Coaching volleyball is often predicated on the idea that the different strategic touches on the ball (“passing”, “setting”, “attacking”) are modular skills that can be independently practiced that then integrate into a seamless activity in within game scenarios. This model is inherently flawed, with plenty of exceptions, but so dominate volleyball coaching practice that it’s difficult to even discuss teaching the game without this breakdown.
Let’s consider passing just for the sake of this discussion – which is the first contact after the serve. A lot of attention is placed on the form the passer takes, the angle of the “platform”, how long they hold, whether the ball is contacted midline or not. But these are imposed motor solutions that can distract from the main point, which is to provide the team with an attack opportunity. Coaches often focus on the individual – the “passer” – just at the point of contact, when effective and efficient passing is a coordinated team effort. Decisions are made, and consequences happen. Those are the true lessons that get obfuscated by emphasis on canonical movement solutions, and can slow team coordination.

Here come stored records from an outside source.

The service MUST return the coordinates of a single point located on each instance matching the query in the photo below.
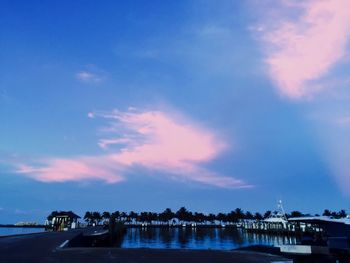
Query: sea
(6, 231)
(199, 238)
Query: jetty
(52, 247)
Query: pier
(50, 247)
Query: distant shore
(22, 226)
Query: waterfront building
(63, 220)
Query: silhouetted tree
(258, 216)
(267, 214)
(327, 212)
(296, 214)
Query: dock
(50, 247)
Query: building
(62, 220)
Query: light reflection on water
(199, 238)
(6, 231)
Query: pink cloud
(161, 142)
(62, 170)
(303, 49)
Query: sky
(143, 105)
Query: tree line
(184, 215)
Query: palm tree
(97, 217)
(133, 216)
(267, 214)
(181, 214)
(106, 216)
(341, 213)
(239, 213)
(327, 212)
(258, 216)
(296, 214)
(88, 218)
(116, 215)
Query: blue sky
(145, 105)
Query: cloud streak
(88, 77)
(164, 143)
(302, 49)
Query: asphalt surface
(44, 247)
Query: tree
(267, 214)
(249, 215)
(88, 218)
(133, 215)
(181, 214)
(296, 214)
(106, 216)
(341, 213)
(239, 213)
(116, 215)
(52, 215)
(166, 215)
(97, 217)
(258, 216)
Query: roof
(67, 213)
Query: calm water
(5, 231)
(200, 238)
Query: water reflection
(199, 238)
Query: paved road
(43, 247)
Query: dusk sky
(144, 105)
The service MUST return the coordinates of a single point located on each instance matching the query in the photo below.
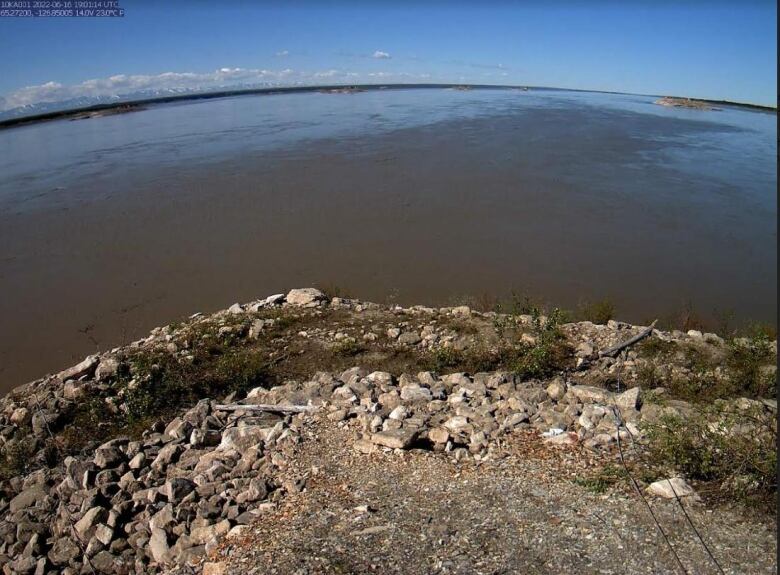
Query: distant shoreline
(137, 105)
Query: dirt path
(521, 513)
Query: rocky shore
(302, 433)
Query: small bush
(745, 362)
(733, 449)
(603, 479)
(349, 348)
(17, 458)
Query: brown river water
(112, 226)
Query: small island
(685, 103)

- Avoid ableist language. Using terms like “use both hands” excludes differently abled individuals, and reinforces the idea that the game is only for certain privileged people.
- Encourage perception of the moment. Watching externally, try to account for situations that are outside of the player’s attentional focus. Keeping eyes on the ball dilutes the available attention. Players who watch the ball continuously cannot spare the attention to coordinate with the teammates, and this is not solved by verbalization. But it can sweep the problem under the rug. Embrace the challenge of developing perception.

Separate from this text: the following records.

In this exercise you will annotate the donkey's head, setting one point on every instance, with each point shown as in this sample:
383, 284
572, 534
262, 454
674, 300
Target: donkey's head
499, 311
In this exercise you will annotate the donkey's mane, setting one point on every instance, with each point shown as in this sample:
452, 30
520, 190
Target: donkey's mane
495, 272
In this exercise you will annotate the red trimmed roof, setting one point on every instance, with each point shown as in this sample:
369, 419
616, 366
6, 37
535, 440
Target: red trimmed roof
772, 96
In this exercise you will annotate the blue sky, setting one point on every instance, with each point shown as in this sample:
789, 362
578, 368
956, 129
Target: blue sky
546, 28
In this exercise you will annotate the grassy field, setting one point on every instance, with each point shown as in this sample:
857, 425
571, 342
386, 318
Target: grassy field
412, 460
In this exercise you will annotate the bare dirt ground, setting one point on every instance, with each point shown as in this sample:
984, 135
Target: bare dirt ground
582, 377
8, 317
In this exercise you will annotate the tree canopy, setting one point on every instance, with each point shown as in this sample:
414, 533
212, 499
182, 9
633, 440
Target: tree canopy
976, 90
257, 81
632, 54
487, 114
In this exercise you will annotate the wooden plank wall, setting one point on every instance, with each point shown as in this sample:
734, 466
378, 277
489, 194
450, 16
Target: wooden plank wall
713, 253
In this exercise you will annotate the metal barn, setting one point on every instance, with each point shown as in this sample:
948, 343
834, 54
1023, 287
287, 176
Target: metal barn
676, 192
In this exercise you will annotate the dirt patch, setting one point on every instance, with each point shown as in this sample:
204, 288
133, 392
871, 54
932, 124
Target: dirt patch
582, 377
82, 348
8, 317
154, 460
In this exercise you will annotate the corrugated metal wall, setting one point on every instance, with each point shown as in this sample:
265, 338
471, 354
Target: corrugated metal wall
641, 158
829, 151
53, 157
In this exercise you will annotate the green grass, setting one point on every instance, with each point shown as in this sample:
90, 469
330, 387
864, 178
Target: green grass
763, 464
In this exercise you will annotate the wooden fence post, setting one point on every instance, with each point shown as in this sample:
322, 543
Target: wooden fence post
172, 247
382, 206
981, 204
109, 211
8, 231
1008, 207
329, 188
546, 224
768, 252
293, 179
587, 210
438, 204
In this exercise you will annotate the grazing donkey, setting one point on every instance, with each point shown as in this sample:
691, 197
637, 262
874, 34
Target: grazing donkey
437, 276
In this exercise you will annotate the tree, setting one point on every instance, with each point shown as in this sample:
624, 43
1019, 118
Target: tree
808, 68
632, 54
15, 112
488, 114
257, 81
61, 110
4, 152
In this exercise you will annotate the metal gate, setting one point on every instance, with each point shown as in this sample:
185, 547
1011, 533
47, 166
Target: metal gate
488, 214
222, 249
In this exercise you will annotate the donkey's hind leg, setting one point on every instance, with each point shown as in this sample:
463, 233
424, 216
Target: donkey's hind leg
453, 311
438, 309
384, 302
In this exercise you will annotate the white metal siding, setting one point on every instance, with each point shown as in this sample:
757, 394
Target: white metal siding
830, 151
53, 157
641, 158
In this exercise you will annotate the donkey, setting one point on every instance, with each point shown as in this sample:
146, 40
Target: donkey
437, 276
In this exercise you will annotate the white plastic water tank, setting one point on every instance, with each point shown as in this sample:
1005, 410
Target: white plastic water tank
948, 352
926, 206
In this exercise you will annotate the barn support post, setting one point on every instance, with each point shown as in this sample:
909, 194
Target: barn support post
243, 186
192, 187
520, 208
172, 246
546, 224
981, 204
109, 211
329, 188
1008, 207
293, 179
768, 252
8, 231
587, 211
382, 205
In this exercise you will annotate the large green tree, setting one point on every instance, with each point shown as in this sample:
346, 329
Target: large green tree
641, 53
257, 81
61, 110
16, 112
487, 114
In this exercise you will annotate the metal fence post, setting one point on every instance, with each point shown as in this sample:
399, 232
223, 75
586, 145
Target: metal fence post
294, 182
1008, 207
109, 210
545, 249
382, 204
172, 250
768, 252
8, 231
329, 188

- Bring barriers to success down. Most commonly, passing is thought of as being done right one way, with infinite ways of doing it wrong. Every pass is good, most of them are good enough. Allow the team to figure out the challenge of making the play.
- Have a plan. Touch the ball with intent. Most training is so focused on that point of contact that it becomes the metric of success, even if that contact actually results in the loss of the rally. Involve the player in the complete outcome. After the pass, now what? Exploring perceptual solutions usually start with a high rate of failure, but that learning leads to an abundant range of transferable strategies.

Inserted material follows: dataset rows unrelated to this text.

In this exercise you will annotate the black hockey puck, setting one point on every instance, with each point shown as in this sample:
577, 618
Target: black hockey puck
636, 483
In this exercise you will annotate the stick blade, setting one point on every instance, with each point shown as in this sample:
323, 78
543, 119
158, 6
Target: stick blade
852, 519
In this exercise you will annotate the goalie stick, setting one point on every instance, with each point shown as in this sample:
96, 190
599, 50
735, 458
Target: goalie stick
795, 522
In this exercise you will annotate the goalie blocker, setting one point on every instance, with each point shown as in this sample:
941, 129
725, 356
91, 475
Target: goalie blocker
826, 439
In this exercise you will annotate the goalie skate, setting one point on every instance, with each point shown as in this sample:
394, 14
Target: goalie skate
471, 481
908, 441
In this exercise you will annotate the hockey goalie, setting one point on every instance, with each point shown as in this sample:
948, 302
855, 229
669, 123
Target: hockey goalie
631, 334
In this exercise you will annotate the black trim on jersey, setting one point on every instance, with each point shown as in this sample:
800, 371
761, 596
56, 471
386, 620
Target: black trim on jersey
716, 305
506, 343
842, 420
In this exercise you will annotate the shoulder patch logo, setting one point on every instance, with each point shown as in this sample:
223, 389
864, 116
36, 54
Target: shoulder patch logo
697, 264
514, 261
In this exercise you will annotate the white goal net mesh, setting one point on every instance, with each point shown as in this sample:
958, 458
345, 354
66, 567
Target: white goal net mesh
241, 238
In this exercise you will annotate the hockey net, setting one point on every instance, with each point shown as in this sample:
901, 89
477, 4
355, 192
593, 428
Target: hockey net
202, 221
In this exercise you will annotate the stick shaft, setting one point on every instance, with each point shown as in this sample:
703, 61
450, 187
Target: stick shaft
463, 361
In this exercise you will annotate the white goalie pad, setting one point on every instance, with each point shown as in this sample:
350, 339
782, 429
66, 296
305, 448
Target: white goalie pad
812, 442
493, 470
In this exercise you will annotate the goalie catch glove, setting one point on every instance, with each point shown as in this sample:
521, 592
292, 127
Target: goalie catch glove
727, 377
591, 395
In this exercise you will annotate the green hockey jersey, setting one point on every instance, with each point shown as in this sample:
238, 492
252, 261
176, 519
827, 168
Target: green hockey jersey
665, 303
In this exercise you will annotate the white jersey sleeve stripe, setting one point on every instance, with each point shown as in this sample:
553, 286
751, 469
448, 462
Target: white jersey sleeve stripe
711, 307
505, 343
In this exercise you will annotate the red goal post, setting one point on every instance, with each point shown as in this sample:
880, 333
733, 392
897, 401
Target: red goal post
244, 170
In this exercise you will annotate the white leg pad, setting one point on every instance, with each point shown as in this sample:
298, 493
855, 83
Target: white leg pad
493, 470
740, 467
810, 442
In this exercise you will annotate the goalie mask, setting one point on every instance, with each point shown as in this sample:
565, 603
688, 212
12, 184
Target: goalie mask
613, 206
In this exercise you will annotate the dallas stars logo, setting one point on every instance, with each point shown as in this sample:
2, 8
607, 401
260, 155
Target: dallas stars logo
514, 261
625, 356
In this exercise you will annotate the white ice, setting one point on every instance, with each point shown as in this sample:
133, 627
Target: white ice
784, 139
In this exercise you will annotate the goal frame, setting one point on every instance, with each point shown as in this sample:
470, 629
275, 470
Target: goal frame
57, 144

- Develop autonomous validation. Players often have to look to the coach to check if they did it right. Provide them with criteria, and encourage them to judge for themselves. Ultimately, it’s about making it easier for the next person to touch the ball. Bringing the ball to a spot on the court only matters if someone on the team needs it there.
Unorthodox passing techniques can appear clumsy, but it contributes to versatility – which makes for a team that is more difficult to defend against.